How Coding
Systems Work
Everything you need to understand modern software — from raw code to AI agents. No jargon gates. No prerequisites.
01 / Foundations
What Is Code?
Code is a set of precise instructions that tells a computer what to do. Every app you use, every website you visit, every AI you talk to — it's all code running on hardware somewhere.
At its core, code is just text. Files full of structured text that follow rules strict enough for a machine to interpret. Programming languages like Python, JavaScript, TypeScript, Rust, and Go give humans a way to write those instructions in something readable.
The computer itself only understands binary — electrical signals that are on or off, 1 or 0. Your human-readable code gets translated (compiled or interpreted) down to machine instructions. The programming language is the bridge between your intent and the machine's execution.
Think of code like a recipe. The programming language is the language the recipe is written in. The computer is the kitchen. The runtime is the cook.
You don't need to understand binary to write code, just like you don't need to understand combustion to drive a car. Each layer of abstraction lets you work at a higher level without worrying about what's underneath.
02 / Architecture
The Stack
Modern software is built in layers. Developers call this “the stack” — each layer handles a different level of abstraction.
Each layer abstracts away the complexity below it. A web developer using Next.js doesn't think about CPU registers. A DevOps engineer managing cloud infrastructure doesn't think about React components. Specialization happens at each layer.

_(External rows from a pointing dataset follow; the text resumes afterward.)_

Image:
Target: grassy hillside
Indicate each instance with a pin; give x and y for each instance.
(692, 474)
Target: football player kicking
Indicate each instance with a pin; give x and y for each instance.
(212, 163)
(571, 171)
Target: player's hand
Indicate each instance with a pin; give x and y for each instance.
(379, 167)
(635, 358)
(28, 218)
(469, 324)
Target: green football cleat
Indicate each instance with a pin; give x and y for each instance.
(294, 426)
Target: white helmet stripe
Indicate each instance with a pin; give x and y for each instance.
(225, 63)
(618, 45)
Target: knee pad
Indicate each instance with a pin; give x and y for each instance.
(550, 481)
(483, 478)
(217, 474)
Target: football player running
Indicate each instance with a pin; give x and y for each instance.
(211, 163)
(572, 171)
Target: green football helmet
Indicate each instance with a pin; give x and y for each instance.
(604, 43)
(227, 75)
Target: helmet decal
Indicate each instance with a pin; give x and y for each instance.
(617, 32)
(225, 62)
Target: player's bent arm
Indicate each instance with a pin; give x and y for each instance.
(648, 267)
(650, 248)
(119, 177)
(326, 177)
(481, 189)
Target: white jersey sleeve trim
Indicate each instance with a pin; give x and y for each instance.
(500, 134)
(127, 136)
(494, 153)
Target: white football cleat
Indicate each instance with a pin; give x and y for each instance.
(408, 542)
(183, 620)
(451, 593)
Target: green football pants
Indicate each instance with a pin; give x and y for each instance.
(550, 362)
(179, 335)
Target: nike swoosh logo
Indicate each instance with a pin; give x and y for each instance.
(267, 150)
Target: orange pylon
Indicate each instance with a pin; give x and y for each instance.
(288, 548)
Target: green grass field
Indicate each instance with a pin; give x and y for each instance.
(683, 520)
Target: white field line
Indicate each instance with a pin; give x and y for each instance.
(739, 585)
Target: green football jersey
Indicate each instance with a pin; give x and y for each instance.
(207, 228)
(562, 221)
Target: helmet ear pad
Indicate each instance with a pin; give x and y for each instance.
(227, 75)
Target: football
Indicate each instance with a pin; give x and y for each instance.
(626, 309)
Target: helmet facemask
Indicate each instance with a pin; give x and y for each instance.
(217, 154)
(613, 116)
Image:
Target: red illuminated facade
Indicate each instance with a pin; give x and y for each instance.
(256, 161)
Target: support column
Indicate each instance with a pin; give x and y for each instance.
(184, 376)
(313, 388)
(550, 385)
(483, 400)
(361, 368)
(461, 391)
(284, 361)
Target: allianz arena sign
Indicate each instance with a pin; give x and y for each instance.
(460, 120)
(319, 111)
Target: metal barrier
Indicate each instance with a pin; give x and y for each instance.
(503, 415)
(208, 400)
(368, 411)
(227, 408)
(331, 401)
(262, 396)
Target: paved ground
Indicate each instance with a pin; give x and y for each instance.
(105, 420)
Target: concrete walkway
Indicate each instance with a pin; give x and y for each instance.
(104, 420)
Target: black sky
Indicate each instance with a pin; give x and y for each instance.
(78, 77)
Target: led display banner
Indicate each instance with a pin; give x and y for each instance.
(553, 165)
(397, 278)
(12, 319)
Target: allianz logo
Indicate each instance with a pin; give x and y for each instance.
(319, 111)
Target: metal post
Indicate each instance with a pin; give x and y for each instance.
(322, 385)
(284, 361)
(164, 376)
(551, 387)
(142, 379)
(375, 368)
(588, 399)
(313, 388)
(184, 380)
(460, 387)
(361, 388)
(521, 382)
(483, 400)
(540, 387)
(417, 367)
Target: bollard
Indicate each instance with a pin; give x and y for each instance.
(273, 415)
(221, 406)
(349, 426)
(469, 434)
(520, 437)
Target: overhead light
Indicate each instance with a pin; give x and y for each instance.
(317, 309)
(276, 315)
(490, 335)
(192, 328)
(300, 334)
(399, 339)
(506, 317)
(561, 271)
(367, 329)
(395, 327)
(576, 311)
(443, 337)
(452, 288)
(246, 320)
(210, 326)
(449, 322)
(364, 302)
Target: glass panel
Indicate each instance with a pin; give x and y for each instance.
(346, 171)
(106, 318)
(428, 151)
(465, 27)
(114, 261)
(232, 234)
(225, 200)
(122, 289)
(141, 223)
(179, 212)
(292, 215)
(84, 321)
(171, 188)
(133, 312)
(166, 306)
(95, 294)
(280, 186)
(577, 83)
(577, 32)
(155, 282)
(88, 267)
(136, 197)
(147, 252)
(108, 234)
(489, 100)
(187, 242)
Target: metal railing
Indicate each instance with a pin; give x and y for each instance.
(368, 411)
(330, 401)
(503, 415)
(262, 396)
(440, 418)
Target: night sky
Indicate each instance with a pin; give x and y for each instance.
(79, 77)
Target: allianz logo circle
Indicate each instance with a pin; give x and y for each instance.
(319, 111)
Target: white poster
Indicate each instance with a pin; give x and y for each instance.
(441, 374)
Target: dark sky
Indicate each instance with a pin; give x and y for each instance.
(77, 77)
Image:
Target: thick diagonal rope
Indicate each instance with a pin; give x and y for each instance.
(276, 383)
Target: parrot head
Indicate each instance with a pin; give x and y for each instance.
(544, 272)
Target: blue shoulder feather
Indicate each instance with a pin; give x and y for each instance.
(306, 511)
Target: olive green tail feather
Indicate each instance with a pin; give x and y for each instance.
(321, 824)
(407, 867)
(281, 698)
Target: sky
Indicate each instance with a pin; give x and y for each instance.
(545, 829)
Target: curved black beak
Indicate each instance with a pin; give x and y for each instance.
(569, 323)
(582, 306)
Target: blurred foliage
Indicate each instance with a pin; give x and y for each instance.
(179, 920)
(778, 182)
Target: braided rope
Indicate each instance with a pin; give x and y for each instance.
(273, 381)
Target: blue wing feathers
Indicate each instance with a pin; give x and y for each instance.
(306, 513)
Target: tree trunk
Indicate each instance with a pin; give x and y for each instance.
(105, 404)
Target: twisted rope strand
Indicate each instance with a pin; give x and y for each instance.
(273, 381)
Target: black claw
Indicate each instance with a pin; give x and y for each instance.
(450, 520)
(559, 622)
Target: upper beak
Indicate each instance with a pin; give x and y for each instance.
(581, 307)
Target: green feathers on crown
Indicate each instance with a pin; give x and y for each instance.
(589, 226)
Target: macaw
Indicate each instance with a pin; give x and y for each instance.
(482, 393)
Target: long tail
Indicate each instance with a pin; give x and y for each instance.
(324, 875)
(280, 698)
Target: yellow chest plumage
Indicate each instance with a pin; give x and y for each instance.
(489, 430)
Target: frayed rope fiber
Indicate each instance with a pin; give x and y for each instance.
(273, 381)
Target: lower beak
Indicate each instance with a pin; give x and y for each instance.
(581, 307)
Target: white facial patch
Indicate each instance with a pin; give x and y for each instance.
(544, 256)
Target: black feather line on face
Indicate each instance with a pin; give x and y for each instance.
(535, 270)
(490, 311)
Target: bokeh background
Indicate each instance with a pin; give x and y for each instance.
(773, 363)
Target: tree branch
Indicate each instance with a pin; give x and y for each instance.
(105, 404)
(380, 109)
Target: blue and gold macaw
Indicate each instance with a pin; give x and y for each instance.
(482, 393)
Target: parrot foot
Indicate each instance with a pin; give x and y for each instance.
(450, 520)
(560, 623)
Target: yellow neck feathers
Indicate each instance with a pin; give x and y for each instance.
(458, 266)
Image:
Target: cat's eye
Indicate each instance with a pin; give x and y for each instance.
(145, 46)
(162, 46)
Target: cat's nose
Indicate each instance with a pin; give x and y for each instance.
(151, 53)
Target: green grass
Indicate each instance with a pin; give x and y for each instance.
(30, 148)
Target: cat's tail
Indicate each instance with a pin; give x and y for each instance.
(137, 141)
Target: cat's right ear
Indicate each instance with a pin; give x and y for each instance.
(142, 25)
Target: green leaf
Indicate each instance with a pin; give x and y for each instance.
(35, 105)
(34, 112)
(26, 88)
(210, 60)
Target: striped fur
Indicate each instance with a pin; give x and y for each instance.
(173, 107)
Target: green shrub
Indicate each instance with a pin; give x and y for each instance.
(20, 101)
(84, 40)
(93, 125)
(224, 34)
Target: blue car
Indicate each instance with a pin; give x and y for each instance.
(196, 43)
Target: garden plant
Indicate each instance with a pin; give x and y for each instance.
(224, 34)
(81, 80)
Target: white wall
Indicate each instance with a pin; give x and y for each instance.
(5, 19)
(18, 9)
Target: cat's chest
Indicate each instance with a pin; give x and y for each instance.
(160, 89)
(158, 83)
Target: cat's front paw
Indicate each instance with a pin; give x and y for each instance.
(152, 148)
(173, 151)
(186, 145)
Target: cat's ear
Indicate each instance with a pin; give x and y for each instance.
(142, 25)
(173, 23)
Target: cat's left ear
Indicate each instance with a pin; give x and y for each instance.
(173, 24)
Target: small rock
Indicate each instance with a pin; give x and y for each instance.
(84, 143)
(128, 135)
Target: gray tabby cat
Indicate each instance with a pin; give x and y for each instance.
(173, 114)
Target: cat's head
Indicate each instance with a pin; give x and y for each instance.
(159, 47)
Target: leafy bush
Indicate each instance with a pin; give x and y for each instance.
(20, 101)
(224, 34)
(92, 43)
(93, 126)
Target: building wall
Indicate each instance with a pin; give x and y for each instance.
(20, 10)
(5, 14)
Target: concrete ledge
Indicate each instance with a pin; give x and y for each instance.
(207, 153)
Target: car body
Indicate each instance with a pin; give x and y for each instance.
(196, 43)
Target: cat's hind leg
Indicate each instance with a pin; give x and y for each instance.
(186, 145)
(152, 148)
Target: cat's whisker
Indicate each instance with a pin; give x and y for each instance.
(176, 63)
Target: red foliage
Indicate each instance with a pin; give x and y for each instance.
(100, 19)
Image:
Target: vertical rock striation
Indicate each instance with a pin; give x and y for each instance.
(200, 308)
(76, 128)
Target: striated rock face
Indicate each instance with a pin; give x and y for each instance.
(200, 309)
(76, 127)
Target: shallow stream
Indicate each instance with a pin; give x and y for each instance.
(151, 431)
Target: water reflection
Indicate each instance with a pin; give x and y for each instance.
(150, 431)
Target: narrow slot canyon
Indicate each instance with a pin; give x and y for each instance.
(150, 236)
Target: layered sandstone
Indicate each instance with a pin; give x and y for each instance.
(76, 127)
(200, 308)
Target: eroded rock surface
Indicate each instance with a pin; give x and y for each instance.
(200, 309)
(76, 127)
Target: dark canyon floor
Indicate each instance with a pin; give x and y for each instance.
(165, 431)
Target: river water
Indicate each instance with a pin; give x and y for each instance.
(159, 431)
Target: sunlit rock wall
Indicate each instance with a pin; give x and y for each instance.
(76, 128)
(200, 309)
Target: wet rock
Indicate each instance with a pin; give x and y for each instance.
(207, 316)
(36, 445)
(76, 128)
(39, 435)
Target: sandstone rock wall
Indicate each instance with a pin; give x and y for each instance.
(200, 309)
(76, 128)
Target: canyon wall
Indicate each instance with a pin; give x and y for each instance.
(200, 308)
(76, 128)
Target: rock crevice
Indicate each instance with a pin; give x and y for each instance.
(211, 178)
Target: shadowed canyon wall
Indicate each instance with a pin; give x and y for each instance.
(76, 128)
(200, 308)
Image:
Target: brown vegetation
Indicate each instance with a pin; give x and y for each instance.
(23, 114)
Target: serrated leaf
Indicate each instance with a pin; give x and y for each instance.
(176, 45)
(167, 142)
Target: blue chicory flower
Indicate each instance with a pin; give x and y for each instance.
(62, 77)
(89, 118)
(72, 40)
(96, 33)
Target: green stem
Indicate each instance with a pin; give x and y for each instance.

When someone says “full-stack developer,” they mean someone who works across multiple layers — typically the framework, application, and some infrastructure. Nobody works all layers. The stack is too deep.
03 / Intelligence
AI Agents
An AI agent is a program that uses a large language model (LLM) to reason, plan, and take actions. It's the difference between asking someone a question and hiring someone to do a job.
A chatbot responds to prompts. An agent interprets your intent, breaks it into steps, uses tools, handles errors, and delivers results. It operates in a loop: observe the situation, decide what to do, take an action, evaluate the result, repeat.
The Agent Loop
What makes agents powerful:
- Read and write files on your machine
- Execute shell commands and scripts
- Search and navigate codebases
- Make API calls to external services
- Plan multi-step tasks and track progress
- Self-correct when something goes wrong
The leading AI coding agents today are Claude Code (Anthropic), Codex (OpenAI), Goose (Block), and Aider. They sit in your terminal, understand your project's context, and write real code that ships.
An agent without tools is just a chatbot with ambition. The tools are what make it useful.
04 / Capabilities
Skills
Skills are packaged capabilities that extend what an agent can do. Instead of one agent knowing everything about everything, skills give it specialized knowledge and workflows on demand.
A skill might teach an agent how to deploy to Vercel, write Playwright tests, optimize images for SEO, generate PDF reports, or set up a CI pipeline. When you need that capability, the skill loads. When you don't, it stays out of the way.
Most skills are structured text files — markdown with frontmatter that defines when the skill should activate, what it does, and how it should behave. They're lightweight, composable, and shareable.
Example Skill Structure
---
name: deploy-vercel
description: Deploy to Vercel
trigger: "deploy", "ship it"
---
Instructions for the agent...
The skill ecosystem is growing fast. There are skills for SEO auditing, database migrations, code review, documentation generation, and hundreds more. You can install community skills or write your own.
05 / Protocol
MCP — Model Context Protocol
MCP is a standard protocol that connects AI agents to external tools and data sources. Think of it as USB for AI — a universal interface that lets any compatible agent talk to any compatible tool.
Before MCP, every integration was custom. Want your agent to access your database? Write a custom integration. GitHub? Another one. Notion? Another. MCP standardizes all of this into one protocol.
The architecture is simple:
MCP Server
Exposes capabilities — database queries, API calls, file operations, browser automation. Runs as a process your agent communicates with.
MCP Client
The agent (like Claude Code) that discovers and uses server capabilities through the protocol.
Transport
The communication layer — typically stdio (local processes) or HTTP with server-sent events.
How It Connects
With MCP, an agent can connect to your Supabase database, your GitHub repositories, your Notion workspace, your email, your Figma files — all through standardized, interchangeable connectors. Add a server, restart the agent, and the new tools are available immediately.
MCP is open source and maintained by Anthropic. The ecosystem includes official reference servers and hundreds of community-built servers covering everything from Postgres to Slack to Kubernetes.